Il suffit de remonter jusque dans les années 90, pour repérer une première introduction d’intelligence émotionnelle. Elle s’accompagnait alors de la mesure du QE (quotient émotionnel). Je trouve le sujet passionnant et parcours de nombreux travaux universitaires ou de grandes institutions qui ont affiné cette notion. Dans un rapport du World Economic Forum, des futurologues placent l’IE comme une compétence majeure à l’horizon de 2020 (cf. TOP 10 des compétences World Economic Forum – Report Future of Jobs).

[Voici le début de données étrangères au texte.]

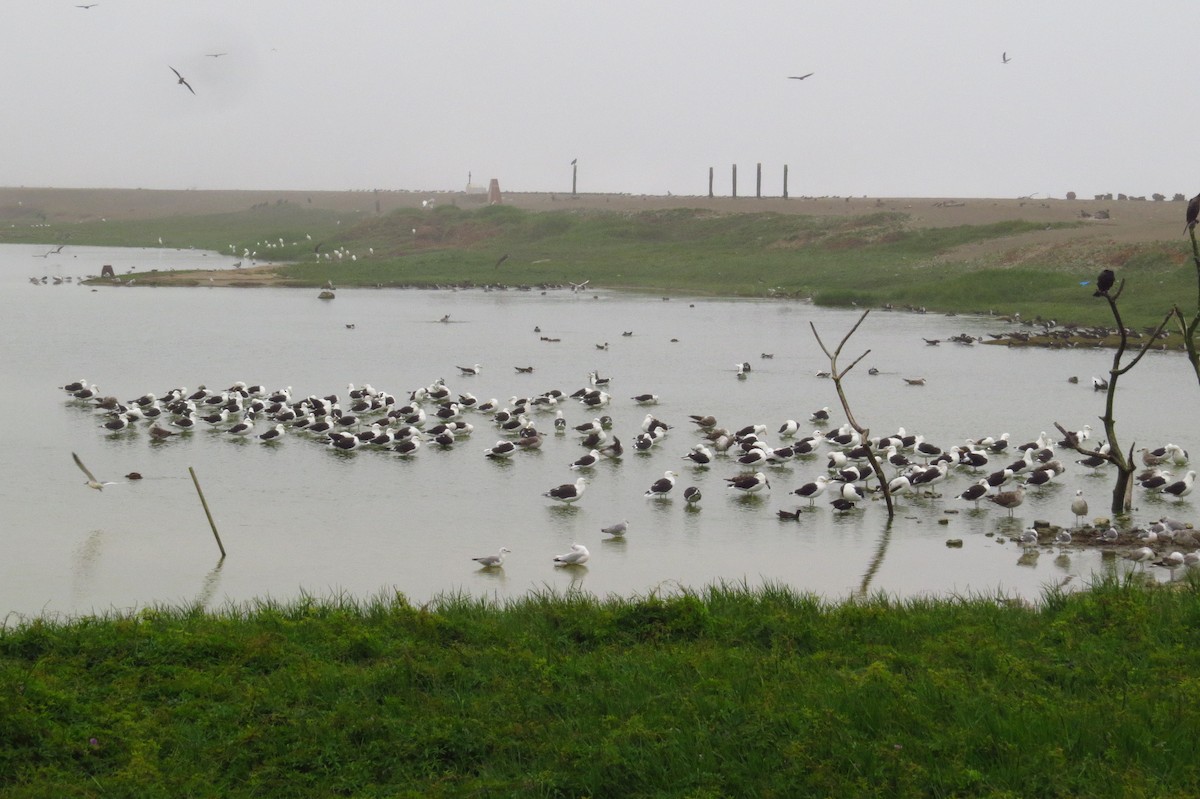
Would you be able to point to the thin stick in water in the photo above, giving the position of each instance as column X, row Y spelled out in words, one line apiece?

Cette évolution bouleverse l’importance que le monde français de l’entreprise donne traditionnellement aux « hard skills » (compétences formelles) par rapport aux soft skills. Ces dernières faisant plus appel à l’intelligence émotionnelle, lors de moments critiques comme les recrutements, les formations, les évaluations et les évolutions. Ainsi les recruteurs, futurs employeurs s’intéresseraient donc de plus en plus aux « dernières lignes » de nos CV appelées communément « hobbies », « autres », « divers » ! En fait, tout ce qui fait notre spécificité et singularité comparé aux standards validés par nos diplômes et autres certifications…

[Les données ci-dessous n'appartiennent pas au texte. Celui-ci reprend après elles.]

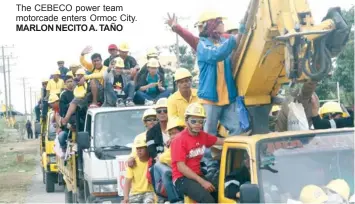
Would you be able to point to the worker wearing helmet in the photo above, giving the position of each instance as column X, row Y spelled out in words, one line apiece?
column 187, row 150
column 162, row 168
column 338, row 188
column 331, row 110
column 185, row 95
column 55, row 85
column 113, row 50
column 151, row 86
column 119, row 89
column 187, row 35
column 62, row 70
column 312, row 194
column 137, row 189
column 151, row 53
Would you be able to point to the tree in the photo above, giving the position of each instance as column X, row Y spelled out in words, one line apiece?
column 344, row 69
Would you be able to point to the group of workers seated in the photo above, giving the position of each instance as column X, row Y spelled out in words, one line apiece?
column 182, row 127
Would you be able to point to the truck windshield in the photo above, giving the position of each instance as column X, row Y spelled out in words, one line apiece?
column 117, row 128
column 286, row 165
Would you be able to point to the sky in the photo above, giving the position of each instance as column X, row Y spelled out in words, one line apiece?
column 37, row 52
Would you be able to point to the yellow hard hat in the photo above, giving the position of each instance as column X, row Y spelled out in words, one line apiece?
column 124, row 47
column 229, row 25
column 70, row 74
column 208, row 15
column 152, row 52
column 161, row 103
column 53, row 98
column 140, row 142
column 80, row 91
column 44, row 80
column 119, row 62
column 275, row 108
column 149, row 112
column 313, row 194
column 195, row 109
column 152, row 62
column 330, row 107
column 80, row 71
column 57, row 72
column 341, row 187
column 174, row 122
column 181, row 73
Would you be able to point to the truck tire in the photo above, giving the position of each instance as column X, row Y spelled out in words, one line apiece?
column 50, row 182
column 68, row 195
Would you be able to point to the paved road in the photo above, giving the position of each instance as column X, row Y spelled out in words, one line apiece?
column 37, row 192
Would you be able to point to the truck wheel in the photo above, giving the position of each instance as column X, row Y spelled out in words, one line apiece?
column 68, row 195
column 50, row 182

Aujourd’hui, les managers sont de plus en plus attendus sur leur capacité à organiser, coordonner, négocier des solutions, gérer des conflits, s’appuyer sur l’empathie pour développer leurs relations. Leur maîtrise de l’intelligence émotionnelle permettrait donc de coller avec une culture d’entreprise très « actuelle », basée sur l’acceptation de la différence et la gestion de la diversité. Ajoutons que le fait d’obtenir un climat émotionnel stable, positif, homogène limiterait l’apparition de stress et favoriserait la coopération. La direction d’une entreprise et son management ont également dû intégrer une autre responsabilité : ils doivent pouvoir être le reflet de la relation qu’ils entretiennent avec leurs clients. En somme, en tant que manager, la relation avec son équipe détermine le service, la relation avec ses clients… et quand on sait que les marques souhaitent faire vivre à leur client une expérience unique et différenciante, cela prend tout son sens. Donc, pour laisser une empreinte forte permettant un attachement à la marque, il semble donc essentiel d’humaniser la relation. Une expérience client ainsi façonnée aurait alors pour point de départ la compréhension du ressenti de ses collaborateurs et de ses clients.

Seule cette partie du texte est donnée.